1. the ink dries on our signatures hastily scribbled on this notice to vacate, this lease transfer agreement, the final page of our divorce settlement; black ink sprawling spidery-legged and indelible, sketching out the framework of loss. irreconciliable proof that death is paperwork and curt decisions. your hollow voice and my hollow heart empty out our home, strings of memorabilia that threaten waves of nausea and i pack it up, i pack it all, i keep every photo and every ticket and every scrap of paper your handwriting ever graced and i think that i would die without them but the first death is always like this, it is always a trick of the light, the words that can't be unsaid, the tears that can't be undone, the space of a few missing heartbeats that terminate us- and the u-haul pulls away in a gaudy funeral procession and we hug for the last time but it is a meager consolation for a loss that swallows me whole.

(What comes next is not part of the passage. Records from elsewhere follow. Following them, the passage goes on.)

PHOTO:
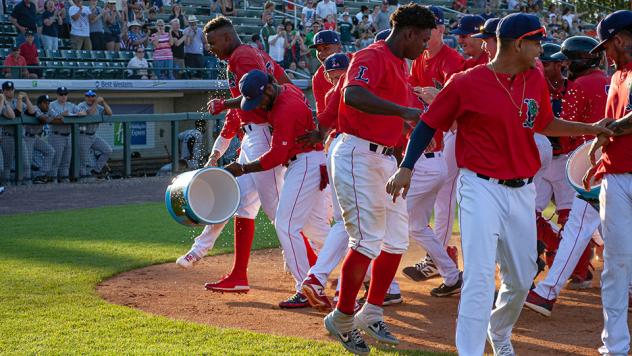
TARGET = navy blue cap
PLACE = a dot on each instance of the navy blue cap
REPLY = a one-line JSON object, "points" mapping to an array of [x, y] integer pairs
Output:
{"points": [[520, 25], [438, 12], [336, 61], [325, 37], [488, 29], [382, 35], [610, 26], [8, 85], [468, 25], [252, 85]]}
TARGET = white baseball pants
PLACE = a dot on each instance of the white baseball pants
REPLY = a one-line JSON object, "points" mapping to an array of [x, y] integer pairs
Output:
{"points": [[582, 223], [259, 189], [616, 218], [373, 222], [429, 176], [445, 203], [497, 224]]}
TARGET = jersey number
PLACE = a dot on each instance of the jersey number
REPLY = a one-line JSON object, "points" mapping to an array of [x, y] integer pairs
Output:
{"points": [[360, 75]]}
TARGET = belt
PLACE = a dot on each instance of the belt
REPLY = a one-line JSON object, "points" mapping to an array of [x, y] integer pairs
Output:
{"points": [[512, 183], [387, 151]]}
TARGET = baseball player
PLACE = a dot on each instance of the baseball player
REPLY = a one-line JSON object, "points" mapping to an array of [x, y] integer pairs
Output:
{"points": [[60, 138], [34, 142], [472, 47], [429, 73], [496, 197], [259, 189], [302, 199], [615, 206], [88, 140], [376, 98]]}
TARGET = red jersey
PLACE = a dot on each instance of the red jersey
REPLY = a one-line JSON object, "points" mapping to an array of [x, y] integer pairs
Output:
{"points": [[585, 101], [320, 87], [290, 118], [492, 139], [378, 70], [435, 71], [473, 62], [617, 155]]}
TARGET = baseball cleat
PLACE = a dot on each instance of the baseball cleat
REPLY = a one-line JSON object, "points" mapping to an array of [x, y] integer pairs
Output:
{"points": [[315, 294], [421, 271], [298, 300], [228, 284], [539, 304], [187, 261], [351, 340], [444, 290]]}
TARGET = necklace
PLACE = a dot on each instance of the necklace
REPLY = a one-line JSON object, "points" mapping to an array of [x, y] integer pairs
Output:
{"points": [[524, 86]]}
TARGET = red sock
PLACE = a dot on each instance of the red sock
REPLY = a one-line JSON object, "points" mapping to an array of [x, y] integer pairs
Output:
{"points": [[351, 277], [311, 255], [244, 234], [382, 274]]}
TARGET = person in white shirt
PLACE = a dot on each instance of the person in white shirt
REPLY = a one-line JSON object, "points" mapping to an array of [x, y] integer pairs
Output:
{"points": [[325, 8], [80, 26], [278, 43]]}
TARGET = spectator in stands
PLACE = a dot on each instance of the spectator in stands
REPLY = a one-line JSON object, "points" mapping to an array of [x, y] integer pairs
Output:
{"points": [[15, 66], [97, 33], [80, 26], [382, 20], [138, 68], [135, 37], [163, 56], [278, 43], [51, 20], [326, 8], [308, 14], [228, 7], [28, 50], [89, 142], [176, 13], [24, 18], [194, 45], [177, 48]]}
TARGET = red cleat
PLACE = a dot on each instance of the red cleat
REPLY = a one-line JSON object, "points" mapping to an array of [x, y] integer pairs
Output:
{"points": [[228, 284]]}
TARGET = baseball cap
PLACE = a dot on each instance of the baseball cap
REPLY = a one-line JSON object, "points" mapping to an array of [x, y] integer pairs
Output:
{"points": [[336, 61], [382, 35], [43, 98], [438, 12], [488, 29], [325, 37], [251, 87], [468, 25], [610, 26], [8, 85], [520, 26]]}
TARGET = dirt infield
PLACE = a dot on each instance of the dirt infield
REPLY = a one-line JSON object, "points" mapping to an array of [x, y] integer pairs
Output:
{"points": [[422, 322]]}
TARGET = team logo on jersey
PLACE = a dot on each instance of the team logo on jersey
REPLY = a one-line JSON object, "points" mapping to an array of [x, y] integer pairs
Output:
{"points": [[532, 112], [361, 71]]}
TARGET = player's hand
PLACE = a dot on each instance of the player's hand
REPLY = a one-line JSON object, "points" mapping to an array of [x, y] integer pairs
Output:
{"points": [[411, 114], [235, 169], [215, 106], [309, 139], [400, 180]]}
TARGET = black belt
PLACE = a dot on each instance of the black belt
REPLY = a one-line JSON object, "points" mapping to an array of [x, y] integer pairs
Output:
{"points": [[387, 151], [512, 183]]}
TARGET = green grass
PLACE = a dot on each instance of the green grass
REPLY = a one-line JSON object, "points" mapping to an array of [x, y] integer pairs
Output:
{"points": [[51, 262]]}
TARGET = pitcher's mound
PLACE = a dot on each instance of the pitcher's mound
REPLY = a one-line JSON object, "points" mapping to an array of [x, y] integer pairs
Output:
{"points": [[422, 322]]}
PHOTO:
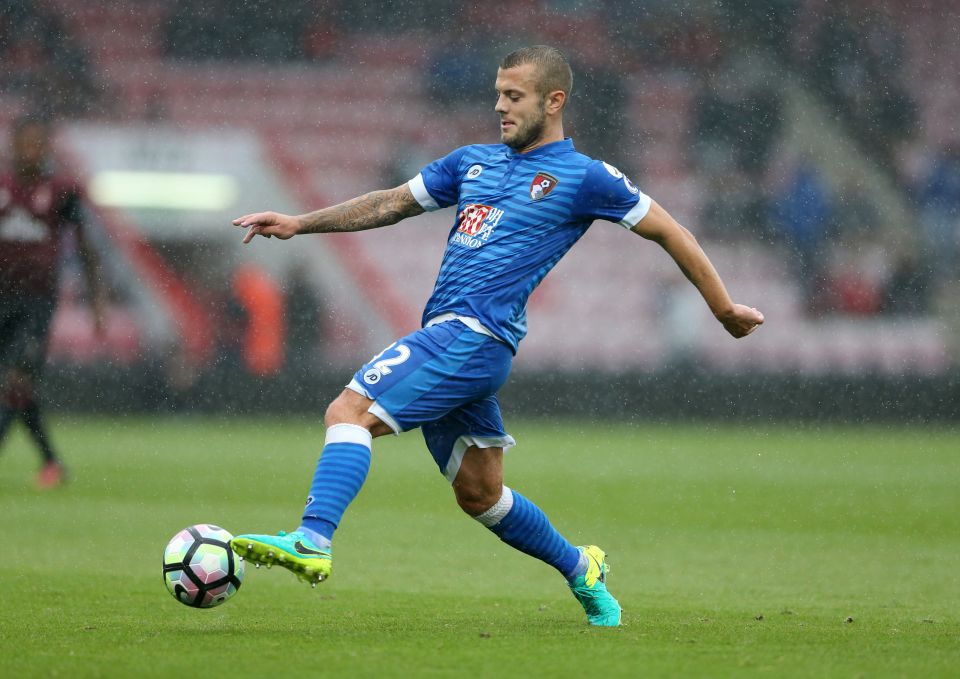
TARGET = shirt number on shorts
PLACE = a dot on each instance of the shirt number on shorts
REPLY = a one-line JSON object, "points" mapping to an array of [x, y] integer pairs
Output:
{"points": [[383, 366]]}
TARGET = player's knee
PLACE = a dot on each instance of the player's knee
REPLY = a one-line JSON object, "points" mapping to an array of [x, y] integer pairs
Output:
{"points": [[352, 408], [475, 498]]}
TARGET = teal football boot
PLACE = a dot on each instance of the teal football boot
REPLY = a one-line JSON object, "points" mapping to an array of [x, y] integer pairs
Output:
{"points": [[590, 589], [293, 551]]}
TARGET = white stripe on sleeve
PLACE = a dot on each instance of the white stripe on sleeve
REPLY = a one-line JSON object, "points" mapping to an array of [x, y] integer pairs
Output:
{"points": [[638, 212], [419, 191]]}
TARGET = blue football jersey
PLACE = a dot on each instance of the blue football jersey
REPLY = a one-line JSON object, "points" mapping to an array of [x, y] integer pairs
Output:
{"points": [[517, 215]]}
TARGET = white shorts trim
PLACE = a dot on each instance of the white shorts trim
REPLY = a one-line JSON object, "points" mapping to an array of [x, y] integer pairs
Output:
{"points": [[348, 433], [468, 321], [500, 509], [419, 191], [460, 448]]}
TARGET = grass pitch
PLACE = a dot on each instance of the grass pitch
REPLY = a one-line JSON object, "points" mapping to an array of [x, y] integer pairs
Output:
{"points": [[736, 551]]}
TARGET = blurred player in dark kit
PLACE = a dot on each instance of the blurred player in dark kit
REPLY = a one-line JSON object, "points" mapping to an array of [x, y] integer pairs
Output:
{"points": [[38, 209]]}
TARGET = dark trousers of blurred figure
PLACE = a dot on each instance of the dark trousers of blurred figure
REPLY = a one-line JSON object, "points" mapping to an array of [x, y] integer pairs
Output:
{"points": [[24, 329]]}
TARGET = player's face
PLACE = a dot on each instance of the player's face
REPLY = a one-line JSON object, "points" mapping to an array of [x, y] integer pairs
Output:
{"points": [[523, 116], [29, 147]]}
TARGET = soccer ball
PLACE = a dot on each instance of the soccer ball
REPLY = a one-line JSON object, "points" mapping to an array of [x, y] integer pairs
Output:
{"points": [[199, 568]]}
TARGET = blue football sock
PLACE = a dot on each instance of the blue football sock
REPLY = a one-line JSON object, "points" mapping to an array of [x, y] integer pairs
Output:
{"points": [[340, 474], [524, 526]]}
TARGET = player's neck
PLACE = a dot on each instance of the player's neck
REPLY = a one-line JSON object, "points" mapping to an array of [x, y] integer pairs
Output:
{"points": [[548, 137]]}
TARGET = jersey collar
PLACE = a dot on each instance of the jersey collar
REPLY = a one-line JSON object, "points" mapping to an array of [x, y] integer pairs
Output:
{"points": [[565, 144]]}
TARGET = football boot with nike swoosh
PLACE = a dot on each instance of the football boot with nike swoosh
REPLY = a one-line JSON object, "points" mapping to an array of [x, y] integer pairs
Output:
{"points": [[590, 589], [293, 551]]}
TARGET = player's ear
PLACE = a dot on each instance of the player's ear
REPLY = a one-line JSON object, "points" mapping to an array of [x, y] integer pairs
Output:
{"points": [[555, 101]]}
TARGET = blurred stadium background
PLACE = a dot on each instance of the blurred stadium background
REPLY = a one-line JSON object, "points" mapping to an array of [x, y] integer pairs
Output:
{"points": [[812, 146]]}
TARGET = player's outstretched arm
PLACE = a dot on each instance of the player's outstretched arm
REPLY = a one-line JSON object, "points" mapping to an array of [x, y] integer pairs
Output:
{"points": [[369, 211], [660, 227]]}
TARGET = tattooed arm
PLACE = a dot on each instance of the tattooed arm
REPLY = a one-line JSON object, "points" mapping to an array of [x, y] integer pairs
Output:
{"points": [[369, 211]]}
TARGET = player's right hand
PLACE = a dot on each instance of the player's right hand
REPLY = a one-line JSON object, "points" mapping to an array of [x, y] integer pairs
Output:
{"points": [[741, 320], [267, 224]]}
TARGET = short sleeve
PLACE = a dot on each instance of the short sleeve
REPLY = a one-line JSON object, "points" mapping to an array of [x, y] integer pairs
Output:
{"points": [[438, 184], [607, 193]]}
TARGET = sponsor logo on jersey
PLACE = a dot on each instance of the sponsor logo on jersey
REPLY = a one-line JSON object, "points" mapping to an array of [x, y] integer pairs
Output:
{"points": [[477, 223], [542, 185]]}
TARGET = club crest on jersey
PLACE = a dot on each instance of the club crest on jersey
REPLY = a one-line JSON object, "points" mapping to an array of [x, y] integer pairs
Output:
{"points": [[542, 185], [477, 223]]}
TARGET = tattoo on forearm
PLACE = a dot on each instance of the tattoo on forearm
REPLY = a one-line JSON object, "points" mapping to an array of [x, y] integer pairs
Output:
{"points": [[377, 208]]}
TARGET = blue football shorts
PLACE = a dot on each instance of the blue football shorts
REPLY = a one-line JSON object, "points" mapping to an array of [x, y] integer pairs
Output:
{"points": [[443, 379]]}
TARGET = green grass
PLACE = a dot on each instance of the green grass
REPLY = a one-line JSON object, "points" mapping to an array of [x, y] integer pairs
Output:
{"points": [[709, 528]]}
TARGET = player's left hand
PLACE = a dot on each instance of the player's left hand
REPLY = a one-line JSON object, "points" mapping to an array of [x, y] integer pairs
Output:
{"points": [[268, 225], [741, 320]]}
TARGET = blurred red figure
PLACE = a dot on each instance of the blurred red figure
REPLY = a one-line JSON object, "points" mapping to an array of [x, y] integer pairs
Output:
{"points": [[38, 208], [262, 302]]}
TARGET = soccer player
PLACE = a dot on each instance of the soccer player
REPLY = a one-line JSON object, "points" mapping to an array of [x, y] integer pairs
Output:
{"points": [[38, 208], [521, 205]]}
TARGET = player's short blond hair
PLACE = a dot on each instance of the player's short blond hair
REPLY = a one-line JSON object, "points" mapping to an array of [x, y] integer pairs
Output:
{"points": [[553, 69]]}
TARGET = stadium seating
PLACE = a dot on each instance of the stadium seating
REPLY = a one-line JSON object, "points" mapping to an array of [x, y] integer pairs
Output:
{"points": [[334, 131]]}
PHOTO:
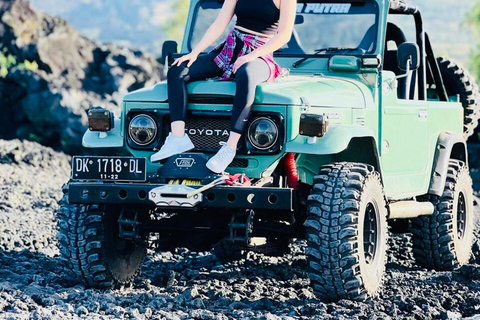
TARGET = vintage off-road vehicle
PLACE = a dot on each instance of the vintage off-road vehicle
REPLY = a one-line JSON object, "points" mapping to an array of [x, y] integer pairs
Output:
{"points": [[364, 132]]}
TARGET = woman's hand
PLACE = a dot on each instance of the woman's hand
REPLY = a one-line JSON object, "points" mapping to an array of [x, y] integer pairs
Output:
{"points": [[191, 57], [242, 60]]}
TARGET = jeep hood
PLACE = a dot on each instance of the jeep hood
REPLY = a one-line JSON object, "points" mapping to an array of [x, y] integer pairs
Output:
{"points": [[292, 90]]}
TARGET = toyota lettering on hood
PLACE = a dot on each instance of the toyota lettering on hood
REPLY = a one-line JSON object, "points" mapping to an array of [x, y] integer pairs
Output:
{"points": [[206, 132]]}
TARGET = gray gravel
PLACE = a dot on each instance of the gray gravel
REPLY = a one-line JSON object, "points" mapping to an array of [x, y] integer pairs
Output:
{"points": [[185, 285]]}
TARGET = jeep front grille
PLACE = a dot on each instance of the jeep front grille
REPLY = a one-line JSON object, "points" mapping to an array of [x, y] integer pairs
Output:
{"points": [[210, 100], [206, 132]]}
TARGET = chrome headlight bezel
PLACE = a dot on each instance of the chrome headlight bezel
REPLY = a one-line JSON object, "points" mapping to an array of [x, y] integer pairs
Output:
{"points": [[271, 132], [152, 126]]}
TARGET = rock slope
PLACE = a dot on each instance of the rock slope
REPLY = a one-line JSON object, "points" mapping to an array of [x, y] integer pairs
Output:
{"points": [[186, 285], [46, 102]]}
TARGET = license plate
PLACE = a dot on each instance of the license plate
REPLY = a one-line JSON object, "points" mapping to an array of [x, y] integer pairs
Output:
{"points": [[109, 168]]}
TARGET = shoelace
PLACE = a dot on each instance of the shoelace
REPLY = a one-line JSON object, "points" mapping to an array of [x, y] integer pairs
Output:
{"points": [[224, 154]]}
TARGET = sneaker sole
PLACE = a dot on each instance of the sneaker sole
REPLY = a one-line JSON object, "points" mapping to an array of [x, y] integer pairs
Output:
{"points": [[168, 156]]}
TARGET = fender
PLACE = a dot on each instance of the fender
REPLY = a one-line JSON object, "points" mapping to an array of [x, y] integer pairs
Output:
{"points": [[113, 138], [450, 145], [334, 141]]}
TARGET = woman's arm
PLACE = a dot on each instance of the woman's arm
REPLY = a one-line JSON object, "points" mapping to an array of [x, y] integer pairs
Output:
{"points": [[288, 9], [214, 31]]}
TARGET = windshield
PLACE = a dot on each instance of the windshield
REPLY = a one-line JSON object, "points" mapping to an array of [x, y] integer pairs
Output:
{"points": [[319, 25]]}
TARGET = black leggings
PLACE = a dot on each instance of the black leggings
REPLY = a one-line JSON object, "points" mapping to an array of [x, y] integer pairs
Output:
{"points": [[247, 78]]}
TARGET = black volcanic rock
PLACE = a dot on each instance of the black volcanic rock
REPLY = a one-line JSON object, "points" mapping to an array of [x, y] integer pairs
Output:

2. the body in love dies next, a slow and undetectable attrition. my skin renews and the imprint of your fingers across my hips erodes to nothing; the cellular regeneration makes me new, another unmarked, uncharted territory washed free of your conquering trails. the history of your mouth rewrites itself with new speech, new drinks, new women with foreign tongues vandalizing a place i once called home. my hands forget how to feel for fevers, how to stroke your hair; my fingers forget how to interlock with yours like puzzle pieces finally reunited after years of being lost between the couch cushions. we lose muscle memory from nights of sleeping implicitly in practiced art forms so your arms forget how to reach across to me and my face forgets how to find your chest and so my bed is a blank canvas stretching on for miles while my body remakes itself in new and lonely forms on the side that was never even mine- the blue period of my love.
3. one day i pause to say your name, and it feels like a stranger in my vocabulary, a half-forgotten linguistic crutch. one day you see a photo of me but my face is washed in wide, monochromatic strokes of memories- and this death is the slowest, the hardest to bear, the final parting at a train station filled with estranged lovers who revisit one another in dreams, in wistful conversations, in the painful significance of missed anniversaries. and we have long since lost the details and here we will finally lose the photograph- leaving nothing but an empty frame, a placeholder for years of our youth, a generic exhibit or tombstone template-
- loss of love, nothing more to see here.